In the case of competing philosophies … how can one distinguish the true philosophy, the philosophy which describes the real world, from a philosophy that is merely a tour de force, a consistent system no doubt, but one which applies to nothing at all? *Gordon Clark, Thales to Dewey, page 325)

The history of philosophy began with naturalism, and so far as this volume is concerned, it ends with naturalism. The Presocratic naturalism dissolved into Sophism, from which a metaphysics arose; and the metaphysics lost itself in a mystic trance. Then under the influence of an alien source, Western Europe appealed to a divine revelation. In the sixteenth century one group put their complete trust in revelation, while another development turned to unaided human reason. This latter movement has now abandoned its metaphysics, its rationalism, and even the fixed truths of naturalistic science. It has dissolved into Sophism. Does this mean that philosophers and cultural epochs are nothing but children who pay their fare to take another ride on the merry-go-round? Is this Nietzsche’s eternal recurrence? Or, could it be that a choice must be made between skeptical futility and a word from God? To answer this question for himself, the student, since he cannot ride very fast into the future and discover what a new age will do, might begin by turning back to the first page and pondering the whole thing over again. This will at least stave off suicide for a few days more. (Gordon Clark, Thales to Dewey, page 534the last paragraph of the book)

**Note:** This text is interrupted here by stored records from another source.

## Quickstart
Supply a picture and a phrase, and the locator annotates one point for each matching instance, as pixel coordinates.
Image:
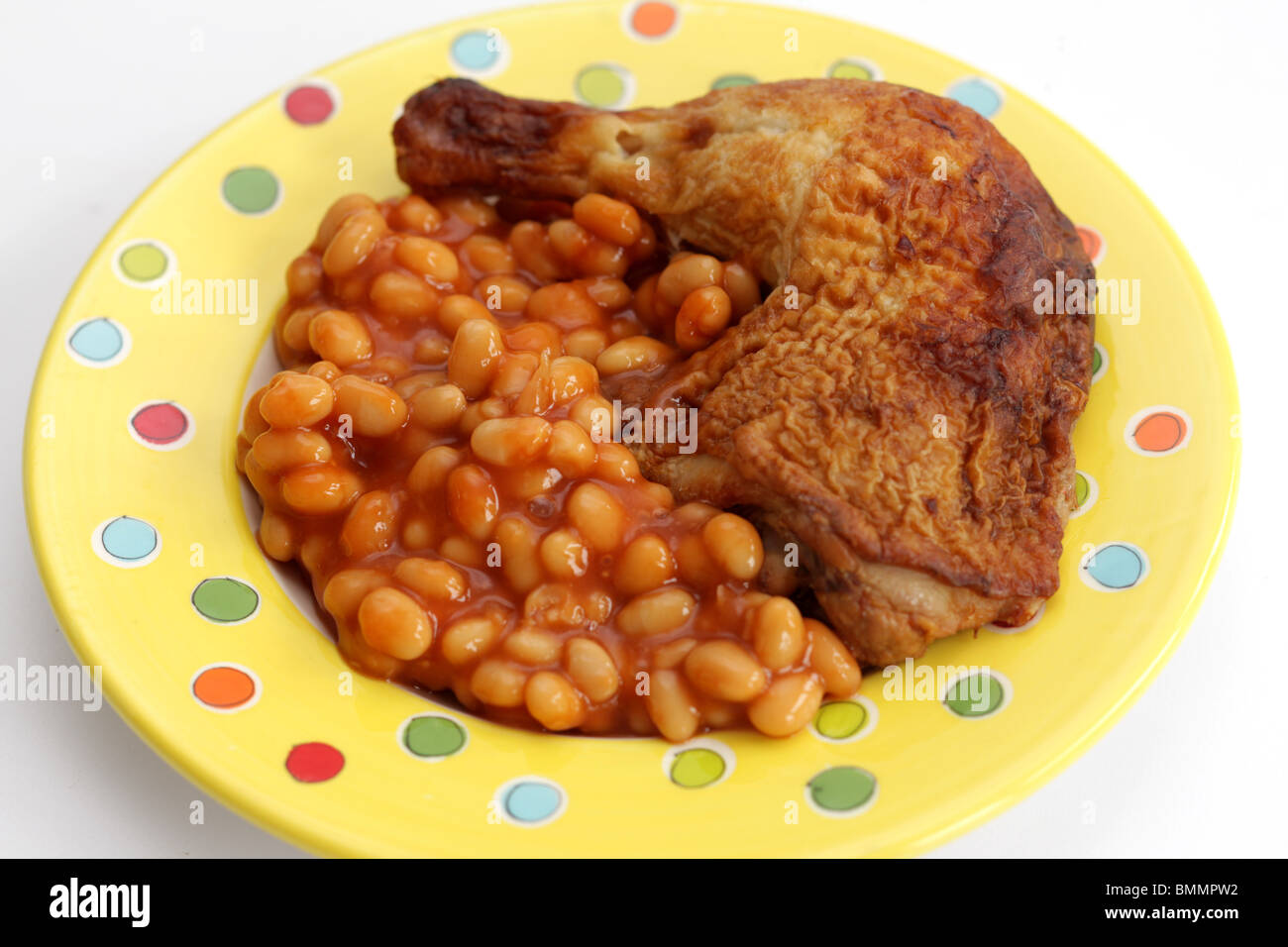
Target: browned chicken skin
(897, 406)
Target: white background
(1189, 98)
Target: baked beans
(437, 457)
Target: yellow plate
(138, 525)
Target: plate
(138, 525)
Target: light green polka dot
(252, 189)
(224, 599)
(977, 694)
(1082, 489)
(733, 80)
(433, 736)
(842, 789)
(850, 68)
(697, 767)
(600, 85)
(143, 262)
(840, 719)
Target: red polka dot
(653, 18)
(308, 105)
(314, 762)
(1091, 241)
(160, 424)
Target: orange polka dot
(1159, 432)
(653, 18)
(223, 686)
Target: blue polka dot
(97, 341)
(1116, 566)
(476, 51)
(532, 801)
(978, 94)
(129, 539)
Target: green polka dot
(433, 736)
(697, 767)
(850, 68)
(977, 694)
(224, 599)
(600, 85)
(143, 262)
(842, 789)
(252, 189)
(840, 719)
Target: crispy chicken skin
(897, 406)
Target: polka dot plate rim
(154, 571)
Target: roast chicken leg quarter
(898, 406)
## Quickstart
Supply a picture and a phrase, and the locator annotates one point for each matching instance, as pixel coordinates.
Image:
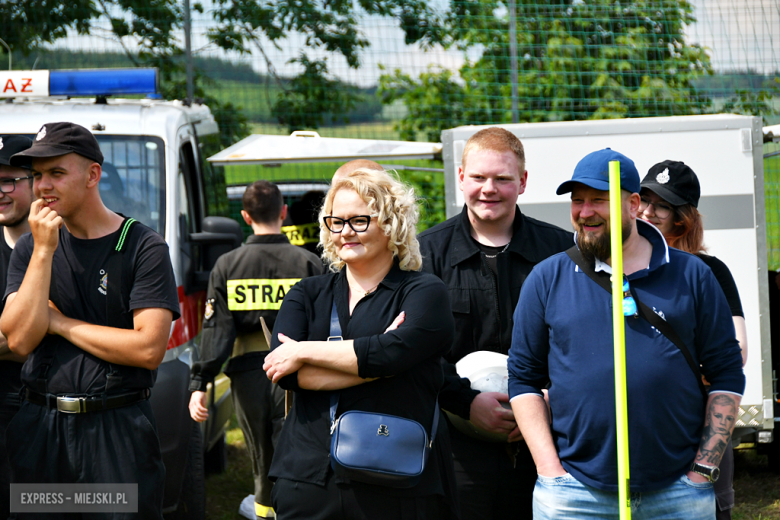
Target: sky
(739, 34)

“Just think of the Continental rationalists (Descartes, Spinoza, Leibniz), who began with supposedly clear and distinct, “self-evident” ideas (notice their internal, subjective character), and yet derived from them radically and embarrassingly different conclusions about reality (dualism, monism, pluralism). Then consider the British empiricists (Locke, Berkeley, Hume), who traced the mind’s ideas back to individual sensation (notice again the internal, subjective locus), only to render a “substance” that unites properties inexplicable (Locke), to dispense with material substance (Berkeley), and then to lose altogether any mental substance or “self” that unites perceptions (Hume). As Kant concluded, to the degree the mind knows its own inner contents (constituted by its own activity in forming the input of the senses), it still has no knowledge of things-in-themselves outside the mind. The predicament is that man as a knower can never “get outside” the ideas formed within himself. When the unbeliever begins his philosophizing with himself at the center, he ends up unable to escape himself (subjectivism); and since every unbeliever faces the same dilemma, nobody can speak with authority about objective reality for anybody else (relativism).” (Van Til’s Apologetic, 315)

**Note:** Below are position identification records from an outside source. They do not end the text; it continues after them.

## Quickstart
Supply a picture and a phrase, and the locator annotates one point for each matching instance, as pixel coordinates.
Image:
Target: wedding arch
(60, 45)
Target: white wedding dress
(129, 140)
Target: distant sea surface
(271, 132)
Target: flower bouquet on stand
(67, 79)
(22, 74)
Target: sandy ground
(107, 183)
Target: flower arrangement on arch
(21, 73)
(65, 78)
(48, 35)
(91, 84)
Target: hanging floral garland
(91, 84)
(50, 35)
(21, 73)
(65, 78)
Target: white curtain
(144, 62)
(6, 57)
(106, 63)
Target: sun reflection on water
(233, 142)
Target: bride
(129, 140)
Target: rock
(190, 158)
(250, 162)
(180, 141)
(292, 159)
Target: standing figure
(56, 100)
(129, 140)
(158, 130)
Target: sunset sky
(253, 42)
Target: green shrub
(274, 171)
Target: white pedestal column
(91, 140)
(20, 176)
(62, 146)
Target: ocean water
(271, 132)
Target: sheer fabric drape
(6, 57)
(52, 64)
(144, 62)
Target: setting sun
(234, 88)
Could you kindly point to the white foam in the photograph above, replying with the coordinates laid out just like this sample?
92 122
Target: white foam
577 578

Christianity vs. Metaphysics and Epistemology

Perhaps not even one fundamental proposition of Christian doctrine has been made fully acceptable by ordinary standards of rationality; certainly none has been universally accepted by rational beings. As George Mavrodes remarked in commenting on an earlier draft of this paper, “That would seem to be precious little progress for 2000 years of work.” But acceptance by rational beings is not a decisive criterion in assessing philosophy. And, in any case, philosophical theology looks no worse in this regard than ordinary metaphysics and epistemology, on which human beings have been at work for half a millenium longer. What is more, Christian philosophy has unquestionably done far better than any other brand of philosophy in the number of its practitioners and adherents. Of course, progress in philosophy, Christian or not, is reckoned otherwise than by finding ourselves able to say, “Thank God that’s done.” Still, we do sometimes discover that an old, neglected concept or argument is not as bad as we had thought it was, and that is progress, too. (“Faith Seeks Understanding, Finds” in Thomas Flint, Ed., Christian Philosophy, 29)

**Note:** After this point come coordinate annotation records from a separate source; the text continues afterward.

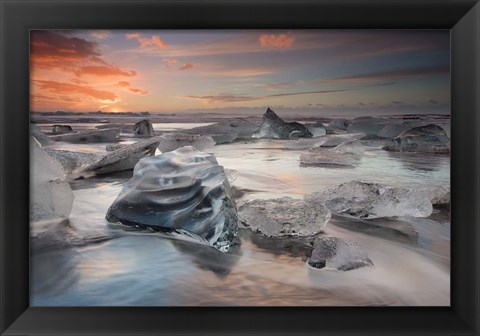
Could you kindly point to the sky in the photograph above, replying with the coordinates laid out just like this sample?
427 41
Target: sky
175 71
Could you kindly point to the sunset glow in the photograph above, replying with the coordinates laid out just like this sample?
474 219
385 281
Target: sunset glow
173 71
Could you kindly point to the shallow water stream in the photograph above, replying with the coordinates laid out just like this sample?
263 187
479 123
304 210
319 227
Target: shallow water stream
87 261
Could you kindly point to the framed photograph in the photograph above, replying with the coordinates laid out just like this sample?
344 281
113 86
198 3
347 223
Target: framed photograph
185 167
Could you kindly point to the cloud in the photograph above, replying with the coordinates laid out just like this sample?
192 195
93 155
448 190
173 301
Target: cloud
146 42
280 41
233 98
128 87
186 66
169 62
52 50
381 78
63 88
100 34
103 71
243 72
391 75
50 46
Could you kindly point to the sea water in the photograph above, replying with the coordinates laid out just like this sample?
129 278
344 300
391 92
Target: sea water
86 261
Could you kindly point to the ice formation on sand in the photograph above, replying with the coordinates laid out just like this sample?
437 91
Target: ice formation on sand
182 191
338 124
50 196
41 137
368 125
143 128
380 127
114 147
73 162
426 139
274 127
372 200
340 254
337 139
317 129
102 135
173 141
348 153
226 131
393 130
123 127
125 158
284 217
61 129
329 140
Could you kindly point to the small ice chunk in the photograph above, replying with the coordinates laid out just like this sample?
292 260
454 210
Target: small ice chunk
424 139
284 217
89 136
273 127
50 196
339 254
143 128
125 158
61 129
173 141
347 153
372 200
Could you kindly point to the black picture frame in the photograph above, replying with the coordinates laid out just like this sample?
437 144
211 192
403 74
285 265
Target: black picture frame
17 17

Bertrand Russell: Philosophy Provides No Definite Answers

“It cannot be maintained that philosophy has had any great measure of success in its attempts to provide definite answers to its questions…. (philosophy) has not achieved positive results such as have been achieved by other sciences…. There are many questions—and among them those that are of the profoundest interest to our spiritual life—which, so far as we an see, must remain insoluble to the human intellect unless its powers become of quite a different order from what they are now…. The answers suggested by philosophy are none of them demonstrably true. Yet, however slight may be the hope of discovering an answer, it is part of the business of philosophy to continue….” (Bertrand Russell, “The Value of Philosophy,” in Robert J. Mulvaney, Ed., Classic Philosophical Questions (13th Ed.), 567)

Rationality Has No Definitive Analysis

“Some people are surprised (and disappointed) to discover the frequency with which philosophers have difficulty coming up with a totally satisfactory analysis of fundamental concepts…. the world is still awaiting a definitive analysis of rationality.” Ronald Nash, Faith and Reason, page 75

Scientists Do Not Agree On What Science Is

No generally accepted definition of what science is is agreed on by a majority of philosophers of science. Several alleged characteristics of science (repeatability, observability, empirical testability) have been offered, but none of them has succeeded. J. P. Moreland, Scaling the Secular City, page 199.

*Except that which is based upon the first principle of Scripture.